Una cierta calma se produjo en medio de la tormenta. Calma y quietud. Las chicas oían las condenas y las acusaciones caían sobre ellas de sus padres, de la Prensa y de sus conocidos, pero nada de esto parecía impresionarlas. El proceso comenzado en el lago seguía su curso inevitable, modelando sus mentes, lo mismo que había modelado sus cuerpos. Permanecían tranquilas, como el lago estaba tranquilo; tan plácido era su exterior que el más violento ataque que pudiera sufrir no dejaría en su superficie otra huella que un rizo pasajero de agua.
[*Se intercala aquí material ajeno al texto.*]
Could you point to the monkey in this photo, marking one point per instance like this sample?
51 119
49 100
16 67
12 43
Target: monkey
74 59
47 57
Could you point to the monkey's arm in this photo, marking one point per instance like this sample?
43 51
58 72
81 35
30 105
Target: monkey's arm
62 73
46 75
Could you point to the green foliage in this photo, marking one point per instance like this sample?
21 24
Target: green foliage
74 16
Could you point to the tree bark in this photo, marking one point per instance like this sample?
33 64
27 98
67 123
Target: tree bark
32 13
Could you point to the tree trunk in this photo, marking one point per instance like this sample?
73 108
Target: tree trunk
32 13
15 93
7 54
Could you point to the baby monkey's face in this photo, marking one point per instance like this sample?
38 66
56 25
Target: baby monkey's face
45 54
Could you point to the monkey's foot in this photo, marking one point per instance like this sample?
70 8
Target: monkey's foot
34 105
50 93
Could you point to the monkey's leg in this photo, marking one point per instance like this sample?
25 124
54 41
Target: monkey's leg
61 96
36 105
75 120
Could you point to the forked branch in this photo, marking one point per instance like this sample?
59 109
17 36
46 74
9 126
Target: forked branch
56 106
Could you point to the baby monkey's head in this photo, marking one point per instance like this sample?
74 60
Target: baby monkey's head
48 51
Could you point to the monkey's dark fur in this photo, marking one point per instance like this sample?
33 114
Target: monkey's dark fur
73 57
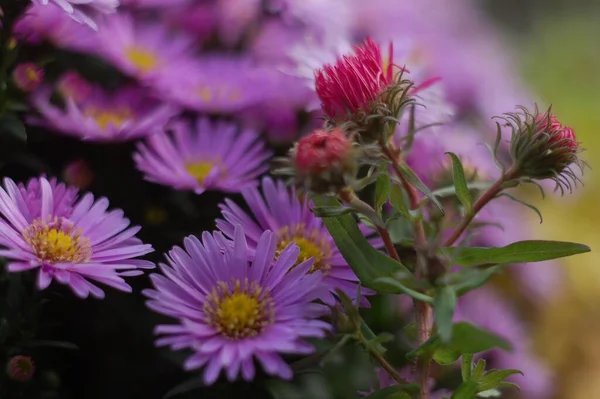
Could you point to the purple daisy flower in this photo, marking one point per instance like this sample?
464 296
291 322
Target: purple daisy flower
75 242
142 49
210 156
126 114
216 84
283 212
231 310
83 10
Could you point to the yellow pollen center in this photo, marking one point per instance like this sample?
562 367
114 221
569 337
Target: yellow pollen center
201 170
311 244
239 309
144 60
57 242
109 117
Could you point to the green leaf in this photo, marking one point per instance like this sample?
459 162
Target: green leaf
466 366
10 124
189 385
393 392
460 184
414 180
382 192
325 211
446 356
517 252
490 393
469 339
528 205
368 263
443 308
493 378
466 280
398 287
466 390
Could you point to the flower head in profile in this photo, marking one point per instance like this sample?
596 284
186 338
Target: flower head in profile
362 89
74 241
141 49
205 156
324 161
216 84
97 115
280 210
232 311
542 147
83 11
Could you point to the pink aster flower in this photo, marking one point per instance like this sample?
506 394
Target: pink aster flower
52 24
209 156
75 242
216 84
354 82
126 114
142 49
83 10
232 310
280 210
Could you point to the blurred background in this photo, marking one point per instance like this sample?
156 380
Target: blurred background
558 56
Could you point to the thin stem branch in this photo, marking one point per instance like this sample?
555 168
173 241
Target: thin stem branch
422 309
350 198
485 198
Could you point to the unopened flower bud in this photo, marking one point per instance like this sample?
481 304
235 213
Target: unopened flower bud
543 148
28 76
20 368
362 91
325 161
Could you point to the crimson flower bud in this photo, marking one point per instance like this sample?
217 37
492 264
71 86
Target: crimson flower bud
20 368
543 148
362 91
28 76
325 161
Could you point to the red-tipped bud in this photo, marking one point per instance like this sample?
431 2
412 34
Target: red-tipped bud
20 368
325 161
362 90
543 148
28 76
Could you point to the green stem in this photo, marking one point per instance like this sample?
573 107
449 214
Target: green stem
482 201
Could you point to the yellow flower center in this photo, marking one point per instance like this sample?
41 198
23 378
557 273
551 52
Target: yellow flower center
108 117
312 245
239 312
58 241
144 60
201 170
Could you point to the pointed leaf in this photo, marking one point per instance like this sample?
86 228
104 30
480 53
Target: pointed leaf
367 262
493 378
517 252
460 184
443 308
400 288
414 180
382 192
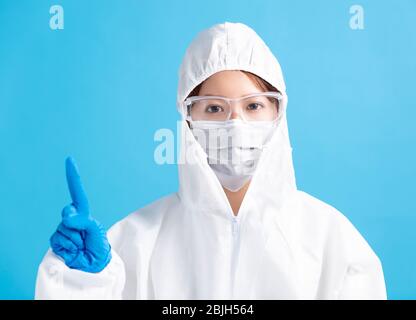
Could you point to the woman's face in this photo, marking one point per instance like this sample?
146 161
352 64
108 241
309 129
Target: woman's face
230 84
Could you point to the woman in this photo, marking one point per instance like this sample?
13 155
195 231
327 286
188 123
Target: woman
237 228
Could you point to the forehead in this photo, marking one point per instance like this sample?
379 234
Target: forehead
229 83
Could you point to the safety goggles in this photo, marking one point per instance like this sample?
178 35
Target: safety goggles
263 106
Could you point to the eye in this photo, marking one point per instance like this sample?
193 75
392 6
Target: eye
214 109
254 106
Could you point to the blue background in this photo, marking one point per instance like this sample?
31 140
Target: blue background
100 88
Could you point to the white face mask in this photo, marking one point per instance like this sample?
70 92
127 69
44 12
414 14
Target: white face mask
233 148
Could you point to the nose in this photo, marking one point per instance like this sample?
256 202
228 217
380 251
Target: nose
235 113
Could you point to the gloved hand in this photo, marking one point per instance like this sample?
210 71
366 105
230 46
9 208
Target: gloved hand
80 239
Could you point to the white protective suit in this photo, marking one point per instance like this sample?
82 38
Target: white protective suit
283 244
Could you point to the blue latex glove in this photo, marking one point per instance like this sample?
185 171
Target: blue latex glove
80 239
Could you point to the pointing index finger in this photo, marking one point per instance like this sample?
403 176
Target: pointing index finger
76 189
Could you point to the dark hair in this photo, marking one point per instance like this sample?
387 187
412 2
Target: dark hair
259 82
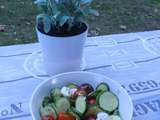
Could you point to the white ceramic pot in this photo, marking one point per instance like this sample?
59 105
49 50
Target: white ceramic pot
62 54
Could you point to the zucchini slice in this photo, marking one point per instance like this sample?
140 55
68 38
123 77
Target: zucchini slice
72 85
56 92
62 104
108 101
81 105
102 87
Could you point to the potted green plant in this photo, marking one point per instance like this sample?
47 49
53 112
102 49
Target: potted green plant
62 31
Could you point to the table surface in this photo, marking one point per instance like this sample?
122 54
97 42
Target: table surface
131 59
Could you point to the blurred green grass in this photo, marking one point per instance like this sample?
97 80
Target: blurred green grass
116 16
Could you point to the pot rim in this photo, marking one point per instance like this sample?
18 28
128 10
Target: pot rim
87 27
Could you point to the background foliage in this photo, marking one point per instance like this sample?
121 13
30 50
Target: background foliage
17 18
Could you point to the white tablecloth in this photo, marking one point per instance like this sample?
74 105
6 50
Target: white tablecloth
131 59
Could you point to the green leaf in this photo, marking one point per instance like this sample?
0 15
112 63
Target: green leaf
94 12
86 1
41 2
63 20
46 21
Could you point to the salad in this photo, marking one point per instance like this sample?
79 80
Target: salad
73 102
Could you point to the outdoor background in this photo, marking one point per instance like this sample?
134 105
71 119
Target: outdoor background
17 18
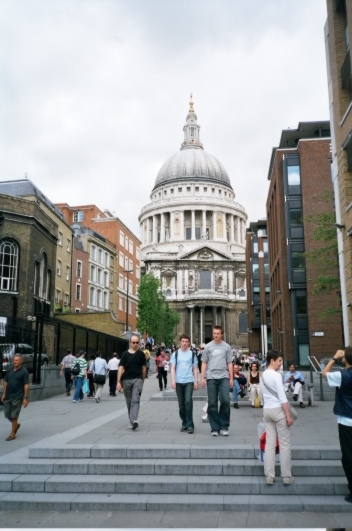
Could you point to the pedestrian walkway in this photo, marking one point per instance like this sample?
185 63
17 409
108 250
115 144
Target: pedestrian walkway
58 423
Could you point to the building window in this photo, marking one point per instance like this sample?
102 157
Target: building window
78 215
205 279
92 296
298 261
8 266
243 323
78 292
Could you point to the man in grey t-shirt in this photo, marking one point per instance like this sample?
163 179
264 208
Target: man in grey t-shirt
217 370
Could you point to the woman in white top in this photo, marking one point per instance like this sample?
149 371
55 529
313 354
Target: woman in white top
277 420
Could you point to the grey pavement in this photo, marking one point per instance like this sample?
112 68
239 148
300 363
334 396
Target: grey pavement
58 420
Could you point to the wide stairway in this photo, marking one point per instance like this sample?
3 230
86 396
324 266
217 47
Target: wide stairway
169 477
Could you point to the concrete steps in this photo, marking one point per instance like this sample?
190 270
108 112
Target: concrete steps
176 477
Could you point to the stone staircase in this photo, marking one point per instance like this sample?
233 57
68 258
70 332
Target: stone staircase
163 478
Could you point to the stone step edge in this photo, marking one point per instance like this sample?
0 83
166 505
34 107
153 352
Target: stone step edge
322 486
19 501
191 451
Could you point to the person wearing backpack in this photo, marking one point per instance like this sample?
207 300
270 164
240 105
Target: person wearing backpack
184 378
81 366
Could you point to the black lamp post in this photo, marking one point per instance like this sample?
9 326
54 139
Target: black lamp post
128 271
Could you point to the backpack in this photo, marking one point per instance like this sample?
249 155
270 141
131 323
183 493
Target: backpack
76 369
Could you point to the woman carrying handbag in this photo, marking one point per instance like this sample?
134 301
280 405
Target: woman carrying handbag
99 368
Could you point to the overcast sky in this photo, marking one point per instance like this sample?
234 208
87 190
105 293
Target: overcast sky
94 93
Tampoco se buscaron unas a otras durante ese tiempo. El interés mutuo, y hasta por el mundo exterior, fue bajando hasta llegar a cero. Lo único que les importaba era permanecer en casa mientras engordaban y la controversia crecía a su alrededor. Pero también la controversia, a pesar de lo que prometía al principio, fue perdiendo fuerza conforme los meses transcurrían y nuevos escándalos reclamaban la atención del público, aunque el daño que aquel escándalo hizo al equilibrio de Grove ya no tenía remedio. La
Liga de las Vírgenes
había dado brillo propio a la ciudad en el mapa del Condado de Ventura, y en una situación que sus habitantes nunca hubieran deseado, pero que, como era lógico, podrían explotar en provecho propio. Aquel otoño, Grove tuvo más turistas que nunca desde su fundación, la gente estaba decidida a alardear de haber visitado
aquel sitio,
en la ciudad de las locas, en el lugar donde las chicas echaban los ojos a cualquier cosa que se moviese sólo con que el demonio se lo ordenara.

También hubo otros cambios en la ciudad, aunque no tan patentes como los bares llenos y el bullicio constante por la Alameda.
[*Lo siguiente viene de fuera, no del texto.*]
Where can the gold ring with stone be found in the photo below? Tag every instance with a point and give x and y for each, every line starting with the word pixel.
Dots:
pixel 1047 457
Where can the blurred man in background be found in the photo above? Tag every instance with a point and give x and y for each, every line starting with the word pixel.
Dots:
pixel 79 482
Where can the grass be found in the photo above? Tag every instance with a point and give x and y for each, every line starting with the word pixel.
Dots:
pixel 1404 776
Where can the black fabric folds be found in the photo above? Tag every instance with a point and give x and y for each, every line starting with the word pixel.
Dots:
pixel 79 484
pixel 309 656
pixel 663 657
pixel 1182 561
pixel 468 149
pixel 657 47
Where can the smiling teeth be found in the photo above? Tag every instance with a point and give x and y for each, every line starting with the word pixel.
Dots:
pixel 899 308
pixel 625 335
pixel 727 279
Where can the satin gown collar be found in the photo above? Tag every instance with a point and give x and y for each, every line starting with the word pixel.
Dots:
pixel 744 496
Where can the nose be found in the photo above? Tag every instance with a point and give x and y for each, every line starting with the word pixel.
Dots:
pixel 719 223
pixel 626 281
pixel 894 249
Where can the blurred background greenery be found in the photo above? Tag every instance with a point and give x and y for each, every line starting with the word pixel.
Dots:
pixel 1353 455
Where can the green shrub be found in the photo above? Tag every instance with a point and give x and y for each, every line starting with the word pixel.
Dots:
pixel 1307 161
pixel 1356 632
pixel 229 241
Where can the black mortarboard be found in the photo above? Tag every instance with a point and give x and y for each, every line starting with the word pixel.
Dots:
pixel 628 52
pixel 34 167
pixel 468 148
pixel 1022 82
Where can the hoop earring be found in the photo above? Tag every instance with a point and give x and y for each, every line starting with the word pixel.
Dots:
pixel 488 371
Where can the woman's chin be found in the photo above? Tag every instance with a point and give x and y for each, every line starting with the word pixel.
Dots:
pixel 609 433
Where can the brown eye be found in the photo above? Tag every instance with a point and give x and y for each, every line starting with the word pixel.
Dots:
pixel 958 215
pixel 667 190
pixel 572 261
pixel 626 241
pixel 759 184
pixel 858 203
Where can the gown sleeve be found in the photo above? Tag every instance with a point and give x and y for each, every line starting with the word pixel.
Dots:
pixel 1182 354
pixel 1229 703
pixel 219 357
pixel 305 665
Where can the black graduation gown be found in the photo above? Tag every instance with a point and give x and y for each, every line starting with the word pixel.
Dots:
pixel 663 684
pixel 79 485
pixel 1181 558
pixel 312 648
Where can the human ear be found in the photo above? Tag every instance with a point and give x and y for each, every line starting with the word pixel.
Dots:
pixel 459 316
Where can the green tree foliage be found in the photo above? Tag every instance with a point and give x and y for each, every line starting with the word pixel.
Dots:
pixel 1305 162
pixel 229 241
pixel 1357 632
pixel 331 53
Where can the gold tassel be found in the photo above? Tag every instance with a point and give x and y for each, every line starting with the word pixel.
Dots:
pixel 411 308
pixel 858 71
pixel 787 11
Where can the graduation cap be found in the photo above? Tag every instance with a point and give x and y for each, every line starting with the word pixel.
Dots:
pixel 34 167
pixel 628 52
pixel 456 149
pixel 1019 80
De puertas adentro, los chicos tenían que combatir más con más frecuencia por sus privilegios, ya que los padres, sobre todo si eran padres de hijas, no les dejaban hacer cosas que antes les habrían parecido normales. Tales peleas domésticas hicieron resquebrajarse a varias familias, y a otras las rompió por completo. El darse a la bebida cundió en proporción. La tienda de Marvin hizo un negocio estupendo con la venta de licores fuertes durante los meses de octubre y noviembre, y la demanda subió a la estratosfera con la llegada de las navidades, cuando a las festividades normales se añadieron incidentes de borrachos, adulterios, palizas a las mujeres y exhibicionismo, convirtiendo a Palomo Grove en un paraíso de pecadores.